New Brittany Maynard Video Released Nearly 1 Year After Her Death

A new video shows the impact of Brittany Maynard’s message that people have a right to die on their own terms. (Video: The Brittany Fund)

Death-with-dignity advocate Brittany Maynard speaks out about her cause in a new video released nearly a year after her death — and just one day after California Gov. Jerry Brown signed the state’s End of Life Option Act into law, following a prolonged battle in the state’s legislature.

Maynard, who suffered from terminal brain cancer and quickly became the face of the death-with-dignity movement, ended her life in November 2014 with medication prescribed by her doctor.

“When you realize that you’re going to die and you learn how you’re going to die, you have choices to make … and those choices aren’t easy,” Maynard says in the video, which was recorded in August 2014.

Maynard was diagnosed with an aggressive and terminal form of brain cancer in 2014. After treatments and surgery proved ineffective, she moved with her family from California to Oregon before her death to take advantage of that state’s Death With Dignity Act, which legalizes physician-assisted death, albeit with restrictions. (California passed a similar law on Monday.) She died just a few days before her 30th birthday.

“I looked at passing away in hospice care in California, and I really didn’t like what that would look like for me,” she says in the video. Maynard added that she felt a a “tremendous sense of relief” after having the prescription filled for medication that eventually allowed her to die on her own terms.

The video, which was released by the right-to-die nonprofit Compassion & Choices to commemorate the one-year anniversary of the organization’s partnership with the Maynard family, also features Maynard’s husband, Dan Diaz, as well as her mother, Debbie Ziegler.

Related: One Woman’s Quest to Die With Dignity — and What It Means for Us All

Diaz echoed Maynard’s sentiment that her prescription gave her a sense of relief. “She didn’t have to be terrorized by that tumor any longer,” he added.

Diaz also says that his wife was “surprised” by all of the attention that came with sharing her story but hoped that it would help raise awareness of death with dignity as well as influence lawmakers.
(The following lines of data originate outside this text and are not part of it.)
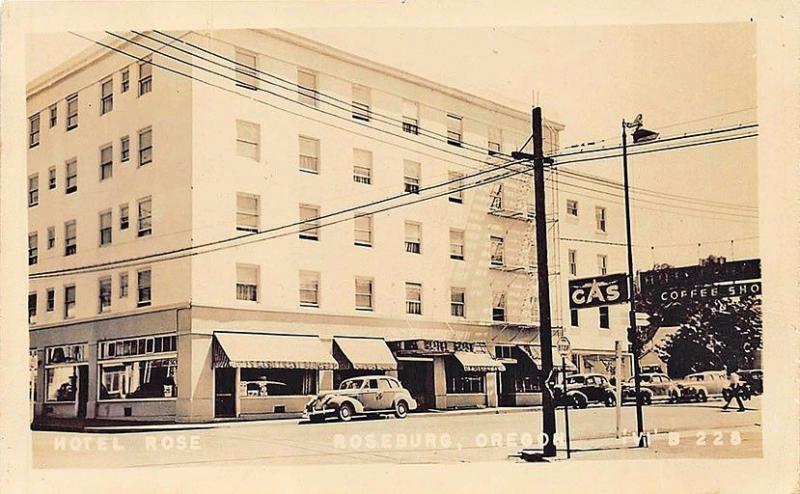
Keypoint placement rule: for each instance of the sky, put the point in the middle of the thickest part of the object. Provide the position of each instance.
(682, 78)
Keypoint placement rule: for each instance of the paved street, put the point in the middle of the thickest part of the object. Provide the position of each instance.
(704, 431)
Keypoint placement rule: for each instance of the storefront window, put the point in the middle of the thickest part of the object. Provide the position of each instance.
(153, 378)
(277, 382)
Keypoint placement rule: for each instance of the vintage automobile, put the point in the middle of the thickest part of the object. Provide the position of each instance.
(583, 389)
(653, 386)
(363, 395)
(701, 386)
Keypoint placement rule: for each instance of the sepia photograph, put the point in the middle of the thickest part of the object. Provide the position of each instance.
(385, 245)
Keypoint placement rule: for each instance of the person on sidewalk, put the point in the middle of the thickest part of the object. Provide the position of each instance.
(735, 391)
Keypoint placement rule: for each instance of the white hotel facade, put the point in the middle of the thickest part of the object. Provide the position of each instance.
(142, 308)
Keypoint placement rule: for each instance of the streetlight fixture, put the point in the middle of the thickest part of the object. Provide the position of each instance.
(640, 134)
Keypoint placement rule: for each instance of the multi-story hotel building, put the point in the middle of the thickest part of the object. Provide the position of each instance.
(166, 284)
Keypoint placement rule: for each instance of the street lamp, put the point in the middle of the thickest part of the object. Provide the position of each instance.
(640, 134)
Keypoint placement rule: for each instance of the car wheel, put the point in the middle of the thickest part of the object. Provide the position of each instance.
(345, 412)
(401, 409)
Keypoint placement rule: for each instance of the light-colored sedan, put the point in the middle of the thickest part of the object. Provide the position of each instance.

“I chose this for myself,” Maynard says. “I would never sit here and tell anyone else that they should choose it for them. But my question is: Who thinks that they can sit there and tell me that I don’t deserve this choice?”

“Sometimes when life presents you with opportunities to do something that’s important, it’s really important not to turn your back on that opportunity” she continued. “And so I’m just really trying to follow what I believe in my heart and in my mind is right.”

Maynard also had a plea for people watching, regardless of their views on the controversial issue: “Pay attention to your relationships. Pay attention to what you value, to who you spend time with, to what you choose to make important in your daily life. If something is going to get taken away from you quickly, it’s not the stuff of life that’s going to matter to you at all.”